I’m also interested in what @hrdlvn is saying. I can’t see myself coming off TRT, that would be an absolute last resort.

SB

@Singhbuilder ((( 1100iu hCG daily for 4 months ))) OMG. There was a weight loss fad going around a year or so ago suggesting these levels but I have never heard of that much to keep your LH going. I copied this from my TRT prescription plan (HCG 400 iu SQ two times a week - current dose) I go to a pretty expensive TRT/antiaging doctor so I did not pick this dose out of the air. I would find it hard to believe you would need more than 800IU’s per week to atleast get your LH producing. One thing is forsure you can blood test for LH and FSH so you might consider buy a mini blood test to see if the HCG is working.

I’m pretty sure hCG doesn’t show up as LH on blood tests.

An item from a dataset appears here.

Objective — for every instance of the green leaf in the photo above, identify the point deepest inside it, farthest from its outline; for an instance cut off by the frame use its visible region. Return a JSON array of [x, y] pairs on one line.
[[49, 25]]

The blood results there show no LH so I’m unsure what you were referring to?

SB

I was just showing you there are tests for LH and FSH.
My bloods of course are shutdown this was my first blood test with my PCP on T gel only.
This was before I moved to a proper HRT clinic and was put on HCG and anastrozole.

I did not know HCG replaced LH. I thought it trigger the natural production.
So it is tricking your balls and does not sending you real luteinizing hormone. I wonder how that helps with PCT if your body is not making natural LH and FSH?

I think he stopped cold and went on HCG until he got his wife pregnant. He is a powerlifter who cycles pretty hard. He’s about 38.